I'll take that job. A libertarian on that commission would be nice.
Yay! Can we have another argument with some jackhole insisting that campaign finance reform isn't an infringement of First Amendment rights, just because SCOTUS and Congress got together and said so?
Yay! Can we have another argument with some jackhole insisting that campaign finance reform isn't an infringement of First Amendment rights, just because SCOTUS and Congress got together and said so?
Don't forget the POTUS had to sign it.
When I asked Santa for a three-some fuck-job, this is not what I meant...
Don't forget the POTUS had to sign it.
Yeah. Somewhere recently I was reading an essay decrying the current tendency of legislators and executives passing and signing blatantly unconstitutional bullshit and letting the courts decide the issue. It's an abdication of the responsibility you accept when you take the oath of office, and makes us all less free. Us normal peons citizens still have to deal with the law until it gets successfully litigated.
Why doesn't someone just solicit personal gifts, and then spend hir own money as s/he chooses? As long as there's no quid pro quo, there's no committee.
Why doesn't someone just solicit personal gifts, and then spend hir own money as s/he chooses?
Because they can't afford to pay income tax on the gifts themselves?
At what point do gifts (already taxed once as income) become income to somebody else?
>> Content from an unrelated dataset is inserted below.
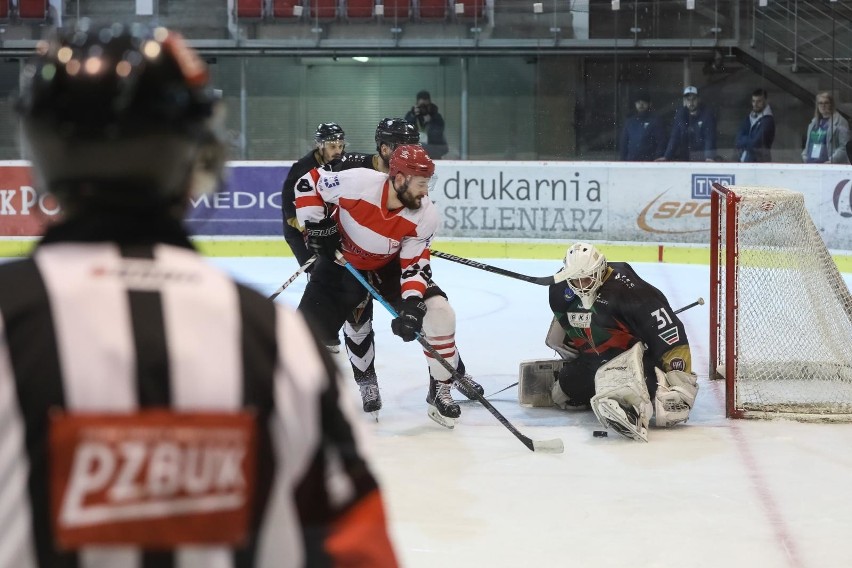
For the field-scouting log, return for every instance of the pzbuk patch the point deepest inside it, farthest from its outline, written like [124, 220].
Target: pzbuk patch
[579, 319]
[154, 479]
And if this really is a problem, why not take the opposite tack of turning it into a business? You want to advertise for or against a policy? Just open an advertising agency, and sell such advertising. The people who would've been your donors become your customers. And you're taxed only on your profit, which may be 0. And if it's greater than 0, I'm sure you won't complain.
http://www.tmz.com/tmz_main_video?titleid=1417315744
That is the kind of speech that needs protecting. (threadjack)
Oh, this is even funnier. My recollection was faulty. The recipient does not owe taxes on the gift. The donor may owe a federal gift tax.
So if you give away the money you already made and got taxed on, the feds will tax you again.
BUWAHAHAHAHAHAHAHAHA!
I'm sorry, I have to laugh or I'd be downtown at the federal building with a pack of matches, a bucket of gasoline, and a rifle.
Can we have another argument with some jackhole insisting that campaign finance reform isn't an infringement of First Amendment rights, just because SCOTUS and Congress got together and said so?
I prefer debates where armchair constitutional scholars who opine on the constitutionality of a law that they haven't read and cases that they haven't read or don't understand.
Notwithstanding you lack of understanding of constitutional law, T, we are actually in agreement on this one. This interpretation will be overturned. As it should be.